25 Mar 2008, 7:22pm
Cougars Deer, Elk, Bison Wolves
by admin

OneCreek On Wolves and Cougars

The Idaho Statesman ran dueling reader’s opinion pieces about wolves this week. One was by Suzanne Asha Stone of Boise, the wolf conservation specialist for Defenders of Wildlife:

Forty years ago, there were no known wolf packs in the northern Rockies because people had driven them to near extinction in the region. Today, 1,500 wolves roam across Montana, Wyoming and Idaho. Returning wolves to the wild has been a remarkable wildlife achievement, but this is a story whose next chapters are just now being written. The question is: Will this story have a happy ending? … [more]

The other was written by Nate Helm, executive director of Idaho’s chapter of Sportsmen for Fish and Wildlife.

Yes, it is time - time to remove the population of wolves living in Idaho from the endangered species list. Sportsmen in Idaho and across the West support the Department of Interior’s (DOI) recent proposal to delist wolves in Idaho, Montana and Wyoming.

Wolves in Idaho are currently managed under the Endangered Species Act (ESA). In the case of wolves, the constitutional right given to all states, including Idaho, to manage her wildlife has been superseded by the ESA. The traditional managers of wildlife in Idaho - the citizens of the state, the Idaho Fish and Game Commission, and the Idaho Department of Fish and Game - have had little say. … [more]

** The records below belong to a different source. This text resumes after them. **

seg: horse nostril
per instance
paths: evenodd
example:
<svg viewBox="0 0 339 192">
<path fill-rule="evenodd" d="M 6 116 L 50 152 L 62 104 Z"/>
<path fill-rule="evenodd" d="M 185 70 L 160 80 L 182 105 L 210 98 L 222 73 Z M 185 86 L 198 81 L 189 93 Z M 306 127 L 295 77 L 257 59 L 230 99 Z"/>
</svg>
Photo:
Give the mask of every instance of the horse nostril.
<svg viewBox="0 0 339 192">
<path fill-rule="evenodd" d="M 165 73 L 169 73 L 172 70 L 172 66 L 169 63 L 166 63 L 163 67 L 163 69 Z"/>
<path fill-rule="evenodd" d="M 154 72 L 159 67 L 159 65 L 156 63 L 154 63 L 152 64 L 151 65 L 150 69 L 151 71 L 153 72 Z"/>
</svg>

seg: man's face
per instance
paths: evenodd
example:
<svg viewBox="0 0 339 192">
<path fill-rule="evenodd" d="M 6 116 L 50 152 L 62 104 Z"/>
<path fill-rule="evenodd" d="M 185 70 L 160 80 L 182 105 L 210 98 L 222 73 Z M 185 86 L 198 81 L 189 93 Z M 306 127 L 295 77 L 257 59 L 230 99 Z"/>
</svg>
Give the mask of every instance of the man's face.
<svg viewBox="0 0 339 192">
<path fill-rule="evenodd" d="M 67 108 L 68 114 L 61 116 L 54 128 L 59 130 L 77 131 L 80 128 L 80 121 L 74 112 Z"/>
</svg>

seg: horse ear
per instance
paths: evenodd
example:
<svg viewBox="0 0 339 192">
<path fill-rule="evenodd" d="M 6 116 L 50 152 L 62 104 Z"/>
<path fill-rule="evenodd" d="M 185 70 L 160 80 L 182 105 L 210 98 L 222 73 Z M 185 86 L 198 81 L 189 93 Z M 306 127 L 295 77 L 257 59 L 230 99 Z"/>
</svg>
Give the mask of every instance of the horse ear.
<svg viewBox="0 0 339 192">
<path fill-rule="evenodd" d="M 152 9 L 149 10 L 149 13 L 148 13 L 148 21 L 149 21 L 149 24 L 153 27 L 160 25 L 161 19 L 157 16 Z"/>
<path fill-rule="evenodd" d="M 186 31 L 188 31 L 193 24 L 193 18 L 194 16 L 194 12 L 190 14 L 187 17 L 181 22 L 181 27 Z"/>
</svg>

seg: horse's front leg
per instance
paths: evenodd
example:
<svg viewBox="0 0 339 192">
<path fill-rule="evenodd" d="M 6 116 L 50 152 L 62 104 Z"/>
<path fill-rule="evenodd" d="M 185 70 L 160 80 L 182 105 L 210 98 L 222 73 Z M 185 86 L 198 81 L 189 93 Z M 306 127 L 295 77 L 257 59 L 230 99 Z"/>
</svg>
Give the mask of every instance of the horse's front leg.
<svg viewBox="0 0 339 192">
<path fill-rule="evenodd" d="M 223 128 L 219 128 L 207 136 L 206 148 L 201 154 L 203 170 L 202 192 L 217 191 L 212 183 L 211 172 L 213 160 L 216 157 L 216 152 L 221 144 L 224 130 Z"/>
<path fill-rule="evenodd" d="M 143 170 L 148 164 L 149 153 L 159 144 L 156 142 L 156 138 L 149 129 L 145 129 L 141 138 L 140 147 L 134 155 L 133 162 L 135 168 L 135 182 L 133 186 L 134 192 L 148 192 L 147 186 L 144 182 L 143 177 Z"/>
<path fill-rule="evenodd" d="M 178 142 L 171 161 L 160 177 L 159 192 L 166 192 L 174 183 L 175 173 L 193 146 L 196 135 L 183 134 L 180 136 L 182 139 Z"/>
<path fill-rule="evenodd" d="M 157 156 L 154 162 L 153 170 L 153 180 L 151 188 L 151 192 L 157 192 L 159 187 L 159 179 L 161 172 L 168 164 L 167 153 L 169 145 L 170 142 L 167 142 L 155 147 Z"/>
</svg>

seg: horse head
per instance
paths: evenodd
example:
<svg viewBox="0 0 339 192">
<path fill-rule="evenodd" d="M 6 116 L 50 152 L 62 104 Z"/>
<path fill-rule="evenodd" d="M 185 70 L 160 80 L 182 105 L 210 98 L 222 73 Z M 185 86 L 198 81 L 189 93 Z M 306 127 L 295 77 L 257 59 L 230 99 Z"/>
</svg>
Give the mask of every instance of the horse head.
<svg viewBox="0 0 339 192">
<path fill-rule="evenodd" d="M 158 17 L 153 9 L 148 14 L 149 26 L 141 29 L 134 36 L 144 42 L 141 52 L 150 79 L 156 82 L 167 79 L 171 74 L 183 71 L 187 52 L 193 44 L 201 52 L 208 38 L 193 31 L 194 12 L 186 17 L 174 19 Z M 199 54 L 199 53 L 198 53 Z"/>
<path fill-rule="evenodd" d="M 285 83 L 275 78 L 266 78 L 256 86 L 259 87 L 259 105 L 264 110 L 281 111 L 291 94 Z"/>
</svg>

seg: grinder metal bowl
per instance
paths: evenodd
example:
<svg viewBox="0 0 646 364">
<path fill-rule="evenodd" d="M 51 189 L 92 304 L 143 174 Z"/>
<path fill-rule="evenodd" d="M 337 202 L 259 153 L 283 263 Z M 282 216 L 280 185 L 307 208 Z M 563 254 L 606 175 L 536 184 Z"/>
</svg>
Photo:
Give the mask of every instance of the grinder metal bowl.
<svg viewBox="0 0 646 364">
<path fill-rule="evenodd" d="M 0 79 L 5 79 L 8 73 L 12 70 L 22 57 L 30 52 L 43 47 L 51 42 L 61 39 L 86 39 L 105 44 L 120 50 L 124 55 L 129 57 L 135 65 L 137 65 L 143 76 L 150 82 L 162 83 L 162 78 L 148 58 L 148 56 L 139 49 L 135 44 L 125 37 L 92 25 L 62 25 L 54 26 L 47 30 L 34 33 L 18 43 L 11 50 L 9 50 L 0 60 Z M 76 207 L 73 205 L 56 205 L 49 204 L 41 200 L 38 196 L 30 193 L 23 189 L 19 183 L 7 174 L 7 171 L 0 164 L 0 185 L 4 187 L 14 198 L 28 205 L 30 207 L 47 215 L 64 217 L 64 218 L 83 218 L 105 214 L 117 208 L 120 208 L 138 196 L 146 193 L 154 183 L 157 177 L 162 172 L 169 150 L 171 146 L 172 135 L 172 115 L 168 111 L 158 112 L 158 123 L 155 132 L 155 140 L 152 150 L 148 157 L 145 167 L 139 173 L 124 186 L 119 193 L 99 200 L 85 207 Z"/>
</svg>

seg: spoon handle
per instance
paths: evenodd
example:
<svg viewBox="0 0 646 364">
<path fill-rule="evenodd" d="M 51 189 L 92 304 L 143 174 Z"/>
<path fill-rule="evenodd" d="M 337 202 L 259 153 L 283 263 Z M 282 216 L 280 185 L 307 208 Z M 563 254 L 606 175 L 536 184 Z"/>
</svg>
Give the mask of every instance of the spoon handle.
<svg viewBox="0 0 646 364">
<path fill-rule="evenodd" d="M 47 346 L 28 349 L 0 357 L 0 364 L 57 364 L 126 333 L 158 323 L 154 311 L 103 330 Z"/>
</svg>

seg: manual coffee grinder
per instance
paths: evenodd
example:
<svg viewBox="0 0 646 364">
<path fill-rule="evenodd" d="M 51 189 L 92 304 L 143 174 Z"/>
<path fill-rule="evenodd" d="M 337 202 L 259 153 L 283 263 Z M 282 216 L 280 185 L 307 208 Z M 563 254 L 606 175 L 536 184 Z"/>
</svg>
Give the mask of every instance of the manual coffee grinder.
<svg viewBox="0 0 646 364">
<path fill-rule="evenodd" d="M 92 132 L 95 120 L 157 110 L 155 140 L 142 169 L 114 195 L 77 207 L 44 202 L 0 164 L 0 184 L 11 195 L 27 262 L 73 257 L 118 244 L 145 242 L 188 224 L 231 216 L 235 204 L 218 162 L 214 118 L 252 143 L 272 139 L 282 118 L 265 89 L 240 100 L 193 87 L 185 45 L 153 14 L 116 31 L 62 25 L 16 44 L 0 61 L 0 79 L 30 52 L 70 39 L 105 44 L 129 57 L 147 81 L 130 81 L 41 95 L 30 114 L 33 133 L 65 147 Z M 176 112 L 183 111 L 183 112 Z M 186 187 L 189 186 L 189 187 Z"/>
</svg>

Both opinion pieces drew a rash of comments. Most are typical Internet drivel, but one comment stood out head and shoulders above the rest. It was submitted by OneCreek, a pseudonym no doubt. I don’t have any idea who One Creek is, but his comment was so superb that I am posting in its entirety. Please enjoy, and hopefully learn:

Heck - This should have been a “Letter to the Editor”…

I am going to tread dangerously here, and make an assumption that most, if not all of the previous commentary has been penned by those who live and work in cities. Therefore, thoughts and commentary on the subject outside of that which reflects on certain legal perspectives is mostly little more than “abstract”, rather than objective.

I live and work in the North Fork Ranger District of the Salmon-Challis National Forest. Not only do I live in said District, but my property is totally surrounded by the National Forest. Residing here year-around since the year the wolves were established in the area, 1995, perhaps my observations should be of some consideration regarding this debate.

Living here as I do, observation of the natural world around me is secondhand practice. I see things that the casual visitor does not, and for that matter, even the dedicated hunter or the naturalist. By the time their observational talents begin to truly and measurably improve, they must leave for more civilized environs. Conversely, this grand landscape is my constant companion.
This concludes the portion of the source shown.